Mouse Polycombm M33 is required for splenic vascular and adrenal gland formation through regulating Ad4BP/SF-1 expression

Yuko Katoh-Fukui*, Akiko Owaki, Yoshiro Toyama, Masatomo Kusaka, Yuko Shinohara, Mamiko Maekawa, Kiyotaka Toshimori, and Ken-ichirou Morohashi

Division for Sex Differentiation, National Institute for Basic Biology, National Institutes of Natural Sciences, Okazaki, Aichi, Japan; Core Research for Evolutional Science and Technology (CREST), Japan Science and Technology Corporation, Kawaguchi, Saitama, Japan
Department of Anatomy, Graduate School of Medicine, Chiba University, Chiba, Japan
Division for Sex Differentiation, National Institute for Basic Biology, National Institutes of Natural Sciences, Okazaki, Aichi, Japan; Department of Molecular Biomechanism, School of Life Sciences, Graduate University for Advanced Studies, Okazaki, Aichi, Japan

* Corresponding author; email: yfukui{at}nibb.ac.jp.

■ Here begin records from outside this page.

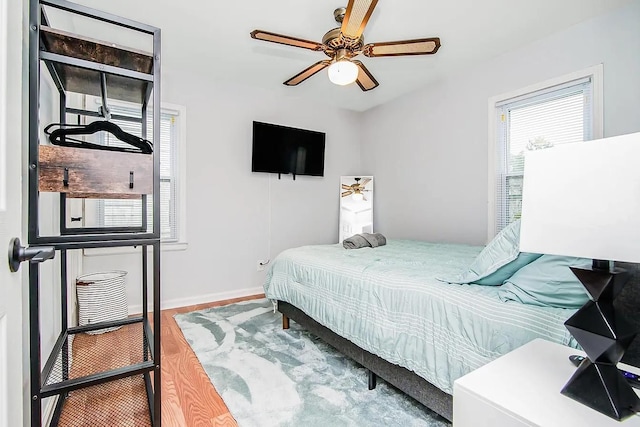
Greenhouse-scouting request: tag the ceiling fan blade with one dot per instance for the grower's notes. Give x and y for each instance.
(404, 47)
(305, 74)
(287, 40)
(365, 80)
(356, 17)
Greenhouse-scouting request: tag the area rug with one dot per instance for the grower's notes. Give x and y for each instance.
(268, 376)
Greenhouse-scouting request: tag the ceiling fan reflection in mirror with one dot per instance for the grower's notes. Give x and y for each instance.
(344, 43)
(356, 190)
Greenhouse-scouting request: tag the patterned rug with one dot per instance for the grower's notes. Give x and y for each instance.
(268, 376)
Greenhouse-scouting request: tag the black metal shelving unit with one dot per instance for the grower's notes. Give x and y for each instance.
(85, 66)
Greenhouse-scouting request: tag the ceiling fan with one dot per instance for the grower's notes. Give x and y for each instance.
(357, 189)
(344, 43)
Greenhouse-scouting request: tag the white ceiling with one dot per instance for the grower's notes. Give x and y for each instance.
(210, 39)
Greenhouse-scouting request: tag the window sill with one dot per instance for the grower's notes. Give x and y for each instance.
(121, 250)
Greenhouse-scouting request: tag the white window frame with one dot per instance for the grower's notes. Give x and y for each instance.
(181, 190)
(596, 75)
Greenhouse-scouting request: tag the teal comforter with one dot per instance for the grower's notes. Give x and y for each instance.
(388, 301)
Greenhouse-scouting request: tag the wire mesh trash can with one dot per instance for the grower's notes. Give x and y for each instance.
(102, 297)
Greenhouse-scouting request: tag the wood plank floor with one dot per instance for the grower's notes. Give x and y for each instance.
(188, 397)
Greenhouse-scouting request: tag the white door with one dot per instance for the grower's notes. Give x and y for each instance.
(11, 341)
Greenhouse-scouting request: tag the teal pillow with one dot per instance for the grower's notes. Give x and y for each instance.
(497, 261)
(548, 282)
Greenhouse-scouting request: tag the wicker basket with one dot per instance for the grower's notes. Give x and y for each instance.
(102, 297)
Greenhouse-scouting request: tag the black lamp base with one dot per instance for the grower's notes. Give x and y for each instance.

Mice with disrupted mammalian PcG (Polycomb Group) genes commonly show skeletal transformation of anterior-posterior identities. Disruption of the murine M33 gene, a PcG member, displayed posterior transformation of the vertebral columns and sternal ribs. In addition, failure of T-cell expansion and hypoplasia and sex-reversal of the gonads, have been observed. In the present study, we identified defects in the splenic and adrenal formation of M33-knockout (KO) mice on a C57BL/6 genetic background. The spleen in these animals was smaller than in the wild-type and was spotted red due to non-uniform distribution of blood cells. Histological examination revealed disorganization of the vascular endothelium and its surrounding structures, and immunohistochemistry demonstrated disturbances in vascular formation and colonization of immature hematopoietic cells. These splenic phenotypes observed in the M33-KO mice were quite similar to those seen in Ad4BP/SF-1 (Nr5a1) knockouts. Moreover, the adrenal glands of M33-KO and Ad4BP/SF-1 heterozygous KO mice were smaller than those of the wild-type. Western-blot, immunohistochemistry and RT-PCR analyses of the M33 knockouts all indicated significantly low expression of Ad4BP/SF-1, indicating that M33 is an essential upstream regulator of Ad4BP/SF-1. In agreement with these observations, chromatin immunoprecipitation assays with adrenocortical Y-1 cells revealed direct binding of the M33-containing PcG to the Ad4BP/SF-1 gene locus.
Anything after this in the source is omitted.